Bu karar, üniversitenin öğretim de dahil olmak üzere kamu yararına faaliyet gösteren bir kamu kurumu olduğu gerekçesiyle yerel mahkemeler tarafından bozulmuştur.
Yerel mahkeme, amfilerin tıpkı bir mahkeme salonu veya parlamento gibi, öğretim üyelerinin asla yalnız kalmadıkları bir çalışma alanı olduğu ve bu nedenle de ihlal edilebilecek bir gizlilik hakkının bulunmadığı gerekçesiyle toplanan verilerin kişisel veri olarak değerlendirilemeyeceğine karar vermiştir.
AİHM’e göre ise, üniversite amfileri öğretmenlerin işyerleridir ve sadece öğrencilere öğretim faaliyetinde bulundukları bir yer değildir. Amfiler aynı zamanda öğretmenlerin öğrencilerle etkileşime girdikleri, karşılıklı ilişkilerini geliştirdikleri ve sosyal kimliklerini inşa ettikleri yerdir.
Kararda, işçilerin gizli kamera ile gözetlenmesinin özel hayata hatırı sayılır bir müdahale olduğunun mahkemece zaten kabul edildiği, kameranın gizli olmaması, aleni olması durumunda dahi mahkemenin bu kabulden ayrılmasını gerektirecek bir sebebin bulunmadığı ifade edilmiştir.

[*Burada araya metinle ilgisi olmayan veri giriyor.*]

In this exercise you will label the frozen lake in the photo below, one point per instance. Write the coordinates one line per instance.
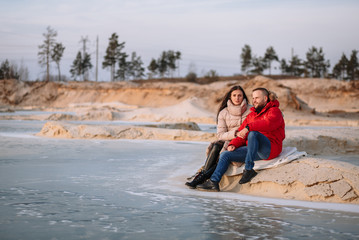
(127, 189)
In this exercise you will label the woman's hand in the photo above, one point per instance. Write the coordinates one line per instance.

Ayrıca mahkeme, işçilerin özel hayatı ile ilgili kısıtlamaların yapıldığı işyerlerinde dahi, sosyal hayatın sıfıra indirilemediğini, özel hayatın kısıtlandığı işyerlerinde dahi, özel hayata saygı hakkının var olmaya devam ettiğini ifade etmiştir.
Mahkeme, üniversite amfilerinde gizli olmayan kamera ile toplanan verilerin başvuranların özel hayatı ile ilgili olduğuna ve 8. Maddenin uygulanabilir olduğuna karar vermiştir.
Kamera gözetimi yapılabilmesi için gerekli koşullar, Fransız ilgili mevzuatında (Kişisel Verilerin Korunması Yasası’nın 36. maddesi) açıkça belirtilmiştir. Ancak, mevcut davada, Kişisel Verilerin Korunması Ajansı kararında da yer aldığı üzere bu koşullar gerçekleşmemiştir.
Mahkeme, dörde üç oy çokluğu ile, başvuranların özel hayatlarına yönelik müdahalenin, 8. Madde bağlamında yasaya uygun olmadığı sonucuna varmış ve 1.000 Euro manevi tazminata hükmetmiştir.